Exhibit 99.1
Contacts:
AT EPIX
Peyton Marshall, Chief Financial Officer
Angela Elrod, Investor Relations Manager
(617) 250-6012
June 7, 2004
Schering submits MS-325 for Magnetic Resonance Angiography marketing approval in the EU
- -Second regulatory filing positions innovative blood pool agent for MRA-
Cambridge, MA, June 7, 2004 - EPIX Medical, Inc. (NASDAQ: EPIX) announced today that MS-325, its new intravenous blood pool contrast agent for Magnetic Resonance Angiography (MRA), has been submitted for marketing approval in the European Union (EU) by its worldwide marketing partner, Schering AG, Germany (FSE: SCH, NYSE: SHR). MS-325 is designed specifically for vascular imaging in patients using MRA. The product, co-developed by EPIX and Schering AG was submitted for marketing approval in the United States in December 2003, and if approved by regulatory authorities, could aid in the early diagnosis of vascular complications and disease.

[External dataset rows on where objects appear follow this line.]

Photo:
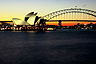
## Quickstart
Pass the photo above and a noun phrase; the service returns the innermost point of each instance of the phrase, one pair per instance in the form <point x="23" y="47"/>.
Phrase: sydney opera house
<point x="30" y="22"/>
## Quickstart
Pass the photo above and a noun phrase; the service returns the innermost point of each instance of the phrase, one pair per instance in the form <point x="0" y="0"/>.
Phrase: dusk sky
<point x="19" y="8"/>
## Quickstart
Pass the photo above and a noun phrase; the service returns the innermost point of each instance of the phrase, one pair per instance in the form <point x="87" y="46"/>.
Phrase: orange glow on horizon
<point x="68" y="23"/>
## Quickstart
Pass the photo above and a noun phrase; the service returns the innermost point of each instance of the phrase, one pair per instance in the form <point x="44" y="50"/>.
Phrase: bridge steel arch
<point x="72" y="10"/>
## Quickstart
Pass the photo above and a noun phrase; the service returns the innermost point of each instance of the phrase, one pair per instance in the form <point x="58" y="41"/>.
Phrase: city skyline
<point x="19" y="8"/>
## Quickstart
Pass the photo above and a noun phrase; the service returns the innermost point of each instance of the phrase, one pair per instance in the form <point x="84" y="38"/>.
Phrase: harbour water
<point x="52" y="47"/>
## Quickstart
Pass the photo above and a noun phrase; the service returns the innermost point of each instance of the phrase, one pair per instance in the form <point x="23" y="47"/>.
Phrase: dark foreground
<point x="54" y="47"/>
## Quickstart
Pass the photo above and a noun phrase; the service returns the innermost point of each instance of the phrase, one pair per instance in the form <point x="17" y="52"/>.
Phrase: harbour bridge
<point x="72" y="14"/>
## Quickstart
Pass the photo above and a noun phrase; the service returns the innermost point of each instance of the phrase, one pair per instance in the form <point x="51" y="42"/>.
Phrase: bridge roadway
<point x="71" y="20"/>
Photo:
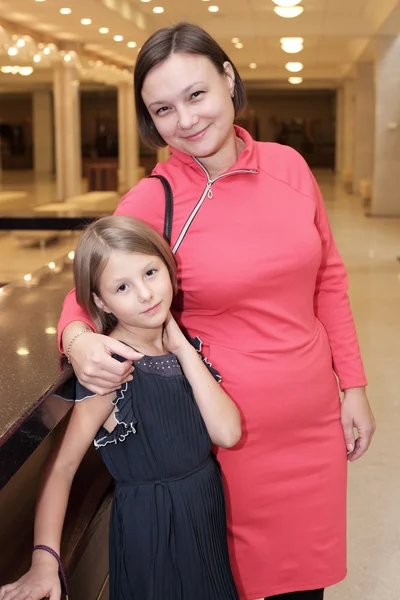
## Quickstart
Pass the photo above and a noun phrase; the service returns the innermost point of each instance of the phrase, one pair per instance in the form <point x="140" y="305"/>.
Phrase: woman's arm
<point x="219" y="413"/>
<point x="42" y="578"/>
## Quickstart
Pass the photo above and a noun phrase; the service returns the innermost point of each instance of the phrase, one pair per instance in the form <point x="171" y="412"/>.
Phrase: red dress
<point x="263" y="286"/>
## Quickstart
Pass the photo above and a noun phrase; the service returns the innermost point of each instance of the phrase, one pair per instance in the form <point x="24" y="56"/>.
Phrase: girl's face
<point x="136" y="288"/>
<point x="191" y="103"/>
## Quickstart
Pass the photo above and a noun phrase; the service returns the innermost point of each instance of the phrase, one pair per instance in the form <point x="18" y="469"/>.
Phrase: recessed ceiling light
<point x="288" y="12"/>
<point x="294" y="67"/>
<point x="295" y="80"/>
<point x="286" y="3"/>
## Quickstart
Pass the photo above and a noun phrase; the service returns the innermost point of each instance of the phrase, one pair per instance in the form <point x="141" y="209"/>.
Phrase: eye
<point x="161" y="110"/>
<point x="122" y="288"/>
<point x="196" y="94"/>
<point x="150" y="272"/>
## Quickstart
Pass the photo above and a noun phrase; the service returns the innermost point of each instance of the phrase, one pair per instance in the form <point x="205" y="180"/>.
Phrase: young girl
<point x="167" y="530"/>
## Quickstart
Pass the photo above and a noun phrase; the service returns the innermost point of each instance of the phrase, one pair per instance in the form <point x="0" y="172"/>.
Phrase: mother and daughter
<point x="262" y="290"/>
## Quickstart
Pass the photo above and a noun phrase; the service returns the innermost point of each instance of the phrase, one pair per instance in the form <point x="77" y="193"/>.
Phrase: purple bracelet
<point x="61" y="572"/>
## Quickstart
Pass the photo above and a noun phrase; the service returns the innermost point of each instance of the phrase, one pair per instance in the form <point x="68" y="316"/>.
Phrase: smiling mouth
<point x="151" y="309"/>
<point x="197" y="134"/>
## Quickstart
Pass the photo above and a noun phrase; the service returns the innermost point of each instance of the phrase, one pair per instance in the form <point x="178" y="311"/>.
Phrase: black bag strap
<point x="169" y="206"/>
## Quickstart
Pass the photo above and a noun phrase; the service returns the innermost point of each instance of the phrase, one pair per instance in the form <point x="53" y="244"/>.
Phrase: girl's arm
<point x="219" y="413"/>
<point x="42" y="578"/>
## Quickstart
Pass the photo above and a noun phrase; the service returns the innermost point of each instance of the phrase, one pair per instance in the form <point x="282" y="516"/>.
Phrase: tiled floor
<point x="370" y="248"/>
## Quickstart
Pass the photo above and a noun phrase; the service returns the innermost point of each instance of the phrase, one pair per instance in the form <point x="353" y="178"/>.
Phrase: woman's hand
<point x="41" y="581"/>
<point x="91" y="358"/>
<point x="173" y="338"/>
<point x="356" y="414"/>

Millions of people worldwide suffer from various forms of vascular disease. In the EU alone more than 2 million people are hospitalized and an estimated 4 million patients per year undergo invasive, catheter-based X-ray angiography (XRA). MRA with MS-325 may represent an alternative to XRA as a minimally invasive and cost-effective method. The product uniquely demonstrates prolonged blood residence time which may allow radiologists to visualize the complete vascular system by MRA with a single MS-325 injection. MS-325 enhanced MRA, therefore, may provide the clinician with a robust and flexible tool to perform a comprehensive diagnostic work-up as compared to either invasive X-ray techniques or MRA with currently available extracellular contrast media.
About EPIX
EPIX, based in Cambridge, MA, is a leading developer of innovative pharmaceuticals, specializing in targeted MRI contrast agents for the diagnosis and clinical management of disease. The Company believes that MS-325, its lead product under development, has the potential to be an alternative to invasive X-ray angiography for diagnostic vascular imaging. On the strength of four successful MS-325 Phase III clinical trials, the Company submitted a New Drug Application (NDA) to the FDA in December 2003 which was accepted for filing in February 2004. Schering AG, the market leader in MRI contrast agents, is the worldwide sales and marketing partner for MS-325. EPIX is also collaborating with Schering AG in the development of its second drug candidate, EP-2104R, for imaging blood clots using MRI, and in a research partnership to discover novel compounds for MRI. To receive the latest EPIX news and other corporate developments, please visit the EPIX website at www.epixmed.com.
This news release contains forward-looking statements based on current expectations of the Company’s management. Such statements are subject to risks and uncertainties which could cause actual results to differ from those projected, including risks and uncertainties related to the conduct of, and results obtained from, our clinical trials, our dependence on corporate collaborations, our ability to develop multiple applications for our products and technologies, market acceptance of our products, reimbursement policies of third-party payors with respect to our products, competition and technological change.